BANGKOK (Reuters) – Thailand’s government will meet next week with commercial banks and state agencies to investigate transactions allegedly used for weapons purchases by Myanmar’s junta, and urge tighter scrutiny, the foreign minister said on Thursday.
Thai bank representatives last week told a parliamentary committee they had followed regulations but lacked capacity to investigate all transactions that could be used for arms purchases, responding to a U.N. expert’s report of a surge in money moved via Thai lenders for weapons that were used by the junta against the civilian population.
Thai Foreign Minister Maris Sangiampongsa on Thursday told parliament the foreign ministry’s July 24 meeting seeks to ensure banks follow proper due diligence processes and ensure scrutiny of their transactions.
He was responding to the chair of the house committee on national security, who had sought answers from the prime minister on the alleged arms-related fund transfers.

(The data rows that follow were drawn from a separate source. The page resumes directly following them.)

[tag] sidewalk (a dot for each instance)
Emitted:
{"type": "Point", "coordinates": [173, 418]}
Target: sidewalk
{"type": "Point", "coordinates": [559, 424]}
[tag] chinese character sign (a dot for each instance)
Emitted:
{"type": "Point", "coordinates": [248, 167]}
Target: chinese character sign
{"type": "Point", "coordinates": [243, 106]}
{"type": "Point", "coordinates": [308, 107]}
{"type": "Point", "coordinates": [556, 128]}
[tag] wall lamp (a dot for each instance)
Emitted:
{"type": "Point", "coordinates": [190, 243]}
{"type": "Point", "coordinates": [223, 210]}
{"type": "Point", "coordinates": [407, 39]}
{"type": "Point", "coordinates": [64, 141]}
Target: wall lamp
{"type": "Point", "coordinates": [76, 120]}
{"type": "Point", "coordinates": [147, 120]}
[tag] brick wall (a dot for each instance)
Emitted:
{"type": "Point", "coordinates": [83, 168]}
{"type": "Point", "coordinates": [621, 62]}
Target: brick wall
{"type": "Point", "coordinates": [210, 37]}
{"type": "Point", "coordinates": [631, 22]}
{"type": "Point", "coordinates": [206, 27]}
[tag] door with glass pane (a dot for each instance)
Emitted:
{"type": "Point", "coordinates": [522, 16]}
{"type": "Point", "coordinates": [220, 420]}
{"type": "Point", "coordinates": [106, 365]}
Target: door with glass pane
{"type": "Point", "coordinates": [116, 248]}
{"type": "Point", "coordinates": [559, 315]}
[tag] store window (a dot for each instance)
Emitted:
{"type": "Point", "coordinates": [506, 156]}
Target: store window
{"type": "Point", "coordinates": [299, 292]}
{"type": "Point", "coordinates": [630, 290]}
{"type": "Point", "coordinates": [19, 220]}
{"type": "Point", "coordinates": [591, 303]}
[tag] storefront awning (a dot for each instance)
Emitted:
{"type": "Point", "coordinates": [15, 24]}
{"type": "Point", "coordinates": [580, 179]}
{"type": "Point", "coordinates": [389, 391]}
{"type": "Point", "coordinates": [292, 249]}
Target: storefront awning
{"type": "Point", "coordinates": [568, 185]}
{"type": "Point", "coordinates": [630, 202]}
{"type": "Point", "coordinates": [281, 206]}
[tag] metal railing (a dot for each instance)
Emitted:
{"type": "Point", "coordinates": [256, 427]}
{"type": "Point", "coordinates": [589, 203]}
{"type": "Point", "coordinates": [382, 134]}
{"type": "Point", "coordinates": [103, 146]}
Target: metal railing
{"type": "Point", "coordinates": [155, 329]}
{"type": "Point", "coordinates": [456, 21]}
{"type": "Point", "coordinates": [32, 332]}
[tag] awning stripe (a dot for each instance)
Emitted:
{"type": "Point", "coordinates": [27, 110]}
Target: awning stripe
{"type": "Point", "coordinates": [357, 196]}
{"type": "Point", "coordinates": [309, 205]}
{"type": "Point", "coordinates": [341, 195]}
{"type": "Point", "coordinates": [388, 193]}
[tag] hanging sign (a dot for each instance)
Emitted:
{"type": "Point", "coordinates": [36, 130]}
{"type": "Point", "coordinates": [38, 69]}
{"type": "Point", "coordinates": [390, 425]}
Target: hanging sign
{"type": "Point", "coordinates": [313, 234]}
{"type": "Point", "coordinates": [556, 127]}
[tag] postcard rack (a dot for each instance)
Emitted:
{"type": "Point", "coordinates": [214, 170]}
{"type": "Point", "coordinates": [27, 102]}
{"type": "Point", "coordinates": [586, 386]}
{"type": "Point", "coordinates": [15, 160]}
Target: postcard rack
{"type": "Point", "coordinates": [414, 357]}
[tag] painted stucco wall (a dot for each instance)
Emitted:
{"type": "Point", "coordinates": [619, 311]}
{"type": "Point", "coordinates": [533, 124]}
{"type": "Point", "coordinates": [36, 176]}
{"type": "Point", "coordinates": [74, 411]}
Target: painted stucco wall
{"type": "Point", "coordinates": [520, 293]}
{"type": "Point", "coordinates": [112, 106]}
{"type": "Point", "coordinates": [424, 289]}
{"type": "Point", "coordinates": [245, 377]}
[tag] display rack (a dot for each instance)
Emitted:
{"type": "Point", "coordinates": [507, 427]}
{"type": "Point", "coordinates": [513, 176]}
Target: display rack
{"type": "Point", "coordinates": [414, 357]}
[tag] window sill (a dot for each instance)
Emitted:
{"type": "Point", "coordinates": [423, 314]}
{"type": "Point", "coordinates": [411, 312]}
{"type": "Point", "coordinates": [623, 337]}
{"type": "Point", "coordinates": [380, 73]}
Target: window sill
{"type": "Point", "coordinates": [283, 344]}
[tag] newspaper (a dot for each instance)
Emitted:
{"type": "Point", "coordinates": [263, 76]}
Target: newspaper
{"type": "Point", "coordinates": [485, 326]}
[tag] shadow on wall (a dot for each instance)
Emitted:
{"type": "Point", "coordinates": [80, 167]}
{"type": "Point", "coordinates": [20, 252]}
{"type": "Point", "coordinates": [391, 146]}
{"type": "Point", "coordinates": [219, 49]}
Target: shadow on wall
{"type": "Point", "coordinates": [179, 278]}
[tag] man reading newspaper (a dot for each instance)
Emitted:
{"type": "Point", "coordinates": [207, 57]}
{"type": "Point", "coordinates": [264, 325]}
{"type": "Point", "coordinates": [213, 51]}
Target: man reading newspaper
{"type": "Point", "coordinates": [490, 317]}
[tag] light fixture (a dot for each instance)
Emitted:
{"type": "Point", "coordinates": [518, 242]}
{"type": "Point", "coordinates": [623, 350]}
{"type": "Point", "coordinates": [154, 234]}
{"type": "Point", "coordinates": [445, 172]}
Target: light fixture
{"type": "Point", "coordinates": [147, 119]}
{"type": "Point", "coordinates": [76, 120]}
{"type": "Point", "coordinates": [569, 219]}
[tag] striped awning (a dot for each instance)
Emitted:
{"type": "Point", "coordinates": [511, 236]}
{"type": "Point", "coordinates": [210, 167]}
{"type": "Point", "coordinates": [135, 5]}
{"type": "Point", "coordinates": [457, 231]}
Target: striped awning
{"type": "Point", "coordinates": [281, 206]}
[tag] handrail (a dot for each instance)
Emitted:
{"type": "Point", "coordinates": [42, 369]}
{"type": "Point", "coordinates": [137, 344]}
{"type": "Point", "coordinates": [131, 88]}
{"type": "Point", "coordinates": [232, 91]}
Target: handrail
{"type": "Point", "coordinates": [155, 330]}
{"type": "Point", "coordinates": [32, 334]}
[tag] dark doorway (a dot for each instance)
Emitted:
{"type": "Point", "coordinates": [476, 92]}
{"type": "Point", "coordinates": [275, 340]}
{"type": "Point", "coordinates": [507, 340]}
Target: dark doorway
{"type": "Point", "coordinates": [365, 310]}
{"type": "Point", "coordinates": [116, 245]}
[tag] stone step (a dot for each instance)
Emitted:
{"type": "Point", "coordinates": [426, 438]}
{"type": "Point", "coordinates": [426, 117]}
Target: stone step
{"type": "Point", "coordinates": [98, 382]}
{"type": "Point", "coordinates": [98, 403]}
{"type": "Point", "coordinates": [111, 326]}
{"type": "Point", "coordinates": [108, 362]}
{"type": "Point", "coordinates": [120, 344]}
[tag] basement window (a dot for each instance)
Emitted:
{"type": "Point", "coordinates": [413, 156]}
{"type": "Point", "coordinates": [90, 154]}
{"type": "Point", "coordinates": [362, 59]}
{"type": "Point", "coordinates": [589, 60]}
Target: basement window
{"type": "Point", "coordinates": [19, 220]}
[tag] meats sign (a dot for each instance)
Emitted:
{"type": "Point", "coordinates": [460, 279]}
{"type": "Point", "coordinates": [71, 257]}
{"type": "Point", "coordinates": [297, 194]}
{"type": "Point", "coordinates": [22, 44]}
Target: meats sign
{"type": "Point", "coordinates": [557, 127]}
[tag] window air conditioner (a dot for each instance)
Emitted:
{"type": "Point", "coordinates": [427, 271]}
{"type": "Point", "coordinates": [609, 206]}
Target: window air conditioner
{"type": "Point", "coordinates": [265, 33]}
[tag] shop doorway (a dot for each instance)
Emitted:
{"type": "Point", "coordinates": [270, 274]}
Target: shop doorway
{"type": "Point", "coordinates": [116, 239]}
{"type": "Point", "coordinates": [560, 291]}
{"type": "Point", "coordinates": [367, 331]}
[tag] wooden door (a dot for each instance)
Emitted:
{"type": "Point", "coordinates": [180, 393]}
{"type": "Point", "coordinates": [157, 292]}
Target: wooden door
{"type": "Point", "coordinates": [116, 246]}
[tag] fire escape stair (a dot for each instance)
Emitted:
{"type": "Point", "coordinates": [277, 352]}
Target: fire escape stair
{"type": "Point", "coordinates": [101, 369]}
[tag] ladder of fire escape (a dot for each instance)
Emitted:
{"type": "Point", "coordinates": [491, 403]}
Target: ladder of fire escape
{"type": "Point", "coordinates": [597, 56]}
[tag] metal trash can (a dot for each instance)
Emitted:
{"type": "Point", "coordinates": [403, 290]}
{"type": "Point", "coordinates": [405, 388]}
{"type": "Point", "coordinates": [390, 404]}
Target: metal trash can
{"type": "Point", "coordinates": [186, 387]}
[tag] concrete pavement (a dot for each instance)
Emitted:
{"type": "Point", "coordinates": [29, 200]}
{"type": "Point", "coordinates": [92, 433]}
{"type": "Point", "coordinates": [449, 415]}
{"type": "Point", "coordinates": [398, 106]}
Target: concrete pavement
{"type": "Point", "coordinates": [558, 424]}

Myanmar is embroiled in a civil war that pits the military, which took back power in 2021 after a decade of democracy, against a loose alliance comprised of ethnic minority armies and a resistance movement loyal to a shadow government.

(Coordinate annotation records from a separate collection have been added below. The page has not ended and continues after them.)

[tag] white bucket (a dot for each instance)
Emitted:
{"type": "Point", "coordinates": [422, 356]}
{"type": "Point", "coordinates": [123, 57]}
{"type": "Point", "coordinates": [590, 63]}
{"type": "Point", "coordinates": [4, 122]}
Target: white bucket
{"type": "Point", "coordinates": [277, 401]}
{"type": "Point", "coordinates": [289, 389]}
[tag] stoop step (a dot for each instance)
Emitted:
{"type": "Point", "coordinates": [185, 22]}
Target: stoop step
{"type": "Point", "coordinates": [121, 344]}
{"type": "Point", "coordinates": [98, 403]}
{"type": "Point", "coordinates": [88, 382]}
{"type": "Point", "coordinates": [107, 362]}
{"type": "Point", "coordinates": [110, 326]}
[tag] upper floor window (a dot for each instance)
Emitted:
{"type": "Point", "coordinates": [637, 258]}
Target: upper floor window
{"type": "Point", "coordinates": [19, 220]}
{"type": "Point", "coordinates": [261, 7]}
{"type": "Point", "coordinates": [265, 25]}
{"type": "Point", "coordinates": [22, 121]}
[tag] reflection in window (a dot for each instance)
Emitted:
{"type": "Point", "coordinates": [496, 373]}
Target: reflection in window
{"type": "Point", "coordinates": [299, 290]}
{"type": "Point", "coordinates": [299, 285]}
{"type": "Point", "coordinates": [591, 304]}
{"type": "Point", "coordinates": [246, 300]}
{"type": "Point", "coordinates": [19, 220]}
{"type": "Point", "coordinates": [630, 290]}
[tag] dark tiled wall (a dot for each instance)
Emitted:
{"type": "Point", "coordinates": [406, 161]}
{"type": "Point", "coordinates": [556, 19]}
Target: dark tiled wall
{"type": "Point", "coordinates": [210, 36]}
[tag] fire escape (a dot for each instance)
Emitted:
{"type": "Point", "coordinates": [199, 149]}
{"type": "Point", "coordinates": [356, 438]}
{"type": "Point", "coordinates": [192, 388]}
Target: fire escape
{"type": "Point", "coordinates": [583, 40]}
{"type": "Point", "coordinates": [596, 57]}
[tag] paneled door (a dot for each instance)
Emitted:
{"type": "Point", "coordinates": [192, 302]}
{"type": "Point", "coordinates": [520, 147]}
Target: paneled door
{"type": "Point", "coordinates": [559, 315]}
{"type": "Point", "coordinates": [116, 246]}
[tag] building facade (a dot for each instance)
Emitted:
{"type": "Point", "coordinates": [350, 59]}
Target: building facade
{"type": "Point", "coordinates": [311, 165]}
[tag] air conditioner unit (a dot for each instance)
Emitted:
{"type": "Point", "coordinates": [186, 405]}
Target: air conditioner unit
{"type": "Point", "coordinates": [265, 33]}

The military has been accused of involvement in systematic atrocities, which it has dismissed as western disinformation.
Maris said Thailand had no policy to support banking transaction that violate human rights and also did not support economic sanctions on the country.
The report by Tom Andrews, the U.N. special rapporteur on the situation of human rights in Myanmar, said Thai-registered companies had used local banks to transfer funds for weapons and related materials for Myanmar worth $120 million in the 2023 fiscal year, compared to $60 million the year before.
These transactions, he said, blunt global efforts to isolate the military, which is facing one of its biggest battlefield challenge of its five decades of rule over the former British colony.
The spokesperson of Myanmar’s ruling military council could not immediately be reached for comment on Thursday.
The five Thai commercial banks named in the U.N. report, Krung Thai , SCBX, Bangkok Bank, TMB Thanchart Bank, and Kasikorn Bank, did not immediately respond to requests for comment from Reuters.
Thailand’s central bank has said it was considering working with international and local agencies to come up with an information database on companies linked to Myanmar’s junta.